We then asked whether the lacking methylation due to mutation of slr0214 would have an impact on the highly efficient DNA interference associated with this system but this was not the case. Moreover, the high transcription of the CRISPR1 repeat-spacer array and its dense and quantitatively high methylation obviously did not interfere with each other. This matches reports for HIP1 to not play a direct role in the regulation of gene expression [4].

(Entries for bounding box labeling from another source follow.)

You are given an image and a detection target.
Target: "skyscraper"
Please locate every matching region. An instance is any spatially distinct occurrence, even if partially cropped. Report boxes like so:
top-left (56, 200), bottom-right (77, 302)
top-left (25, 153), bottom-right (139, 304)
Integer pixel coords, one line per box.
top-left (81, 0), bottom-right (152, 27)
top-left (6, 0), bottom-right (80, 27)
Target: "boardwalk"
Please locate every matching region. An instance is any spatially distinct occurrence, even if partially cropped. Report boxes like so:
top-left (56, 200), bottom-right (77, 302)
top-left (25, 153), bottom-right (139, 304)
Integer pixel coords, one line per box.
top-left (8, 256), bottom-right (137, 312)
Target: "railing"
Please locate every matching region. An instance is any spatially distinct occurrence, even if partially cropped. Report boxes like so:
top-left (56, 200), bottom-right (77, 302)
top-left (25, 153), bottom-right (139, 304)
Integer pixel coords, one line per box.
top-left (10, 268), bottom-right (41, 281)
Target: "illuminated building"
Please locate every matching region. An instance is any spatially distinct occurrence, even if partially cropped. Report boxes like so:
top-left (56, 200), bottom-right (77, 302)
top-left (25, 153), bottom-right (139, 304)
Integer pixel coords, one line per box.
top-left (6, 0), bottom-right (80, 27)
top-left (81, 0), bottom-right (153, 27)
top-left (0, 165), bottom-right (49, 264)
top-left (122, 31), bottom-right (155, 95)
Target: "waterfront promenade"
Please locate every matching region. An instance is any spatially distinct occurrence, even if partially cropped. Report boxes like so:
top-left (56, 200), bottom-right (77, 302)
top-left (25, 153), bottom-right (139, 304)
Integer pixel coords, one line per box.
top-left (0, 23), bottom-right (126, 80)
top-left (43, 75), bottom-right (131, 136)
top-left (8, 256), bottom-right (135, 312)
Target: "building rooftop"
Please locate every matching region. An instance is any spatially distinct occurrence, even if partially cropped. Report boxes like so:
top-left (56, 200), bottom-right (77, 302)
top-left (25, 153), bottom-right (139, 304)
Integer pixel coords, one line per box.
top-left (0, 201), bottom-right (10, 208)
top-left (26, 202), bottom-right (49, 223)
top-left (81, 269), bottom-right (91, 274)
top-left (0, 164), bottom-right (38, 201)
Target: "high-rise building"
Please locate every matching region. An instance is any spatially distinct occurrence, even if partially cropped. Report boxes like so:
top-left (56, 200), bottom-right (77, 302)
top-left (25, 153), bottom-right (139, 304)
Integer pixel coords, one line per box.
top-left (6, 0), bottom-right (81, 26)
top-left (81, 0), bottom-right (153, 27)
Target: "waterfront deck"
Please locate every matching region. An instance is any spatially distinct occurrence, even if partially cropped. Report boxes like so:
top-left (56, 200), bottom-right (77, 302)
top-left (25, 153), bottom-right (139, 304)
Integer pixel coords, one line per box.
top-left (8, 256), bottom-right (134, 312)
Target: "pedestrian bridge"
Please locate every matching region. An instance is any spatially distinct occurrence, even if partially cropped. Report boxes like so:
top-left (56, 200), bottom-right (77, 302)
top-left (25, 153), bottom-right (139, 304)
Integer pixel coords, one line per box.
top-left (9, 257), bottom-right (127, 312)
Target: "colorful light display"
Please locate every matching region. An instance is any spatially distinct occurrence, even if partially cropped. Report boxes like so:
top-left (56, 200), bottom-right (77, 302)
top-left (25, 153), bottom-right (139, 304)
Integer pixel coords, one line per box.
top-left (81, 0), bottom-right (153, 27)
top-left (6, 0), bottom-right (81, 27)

However, we detected an approximately 50% reduced conjugation efficiency in the Δslr0214 mutant compared to the wild type. But, DNA methylation is not restricted to plasmid pSYSA containing the CRISPR system, hence, there is no reason to assume that the lack of M.Ssp6803I–mediated methylation on pSYSA was the only causative for the observed reduced conjugation efficiency. The detected correlation between the genome-wide lacking m5CGATCG DNA methylation and the reduced conjugation efficiency cannot be related to DNA integration and recombination because we used a conjugative plasmid that replicates in the cell autonomously and does not require DNA recombination of integration. Moreover, it cannot be related to DNA restriction because M.Ssp6803I is not part of an RM system [7]. Generally, DNA methylation in bacteria can contribute to the transcriptional regulation of genes involved in diverse processes, ranging from biofilm formation, bacteriophage replication, transposition, the timing of chromosome replication and mismatch-repair to conjugation [47]. Therefore it is highly intriguing that instances were described in which DNA methylation affect conjugative transfer, e.g., of a plasmid in Salmonella enterica [48]. In that system, transcription of traJ is increased while transcription of finP that antagonizes traJ expression, is reduced in a dam mutant. The ratio between the methylation and transcription of these two genes accounts for the level of tra operon expression and the efficiency of conjugation of that plasmid [49, 50]. Lacking DNA methylation leads to measurable changes in gene expression in Synechocystis 6803 as well [38]. Therefore, it is not unlikely that a yet unknown regulatory process that is affected via changed gene expression in mutant Δslr0214 possibly is also affecting plasmid uptake or replication resulting in lowered conjugative efficiency.

Conclusions

The majority of bacteria and archaea use CRISPR-Cas systems for antiviral defense. Multiple relationships between DNA methylation, DNA recombination, repair and CRISPR-Cas systems were previously reported. Here, we addressed the possibility of directs links between DNA methylation and the CRISPR-Cas apparatus using the cyanobacterium Synechocystis 6803 as a model. Major DNA methylation sites in this organism are the GG4mCC motif recognized by M.Ssp6803II and the HIP1-related motif 5mCG6mATCG recognized by M.Ssp6803I and M.Ssp6803III, respectively. We report a remarkable discrepancy in the distribution of GGCC sites along the CRISPR1 cas genes, supporting the hybrid character of subtype I-D CRISPR-Cas systems. The here identified tight and very high 5mC methylation of the CRISPR1 repeat sequences point at some functional relevance. Indeed, while cells lacking the 5mC methylation activity were unaffected in the CRISPR1-mediated interference response, the efficiency of conjugation was reduced to ~ 50%. Because we used a conjugative plasmid to challenge the CRISPR1 system, the observed difference cannot be related to DNA integration and recombination as might have been involved when integrative transformation of a suicide vector was used as a read-out [39]. Instead, the results point to an unknown role of m5CGATCG DNA-methylation marks in conjugation and DNA transformation.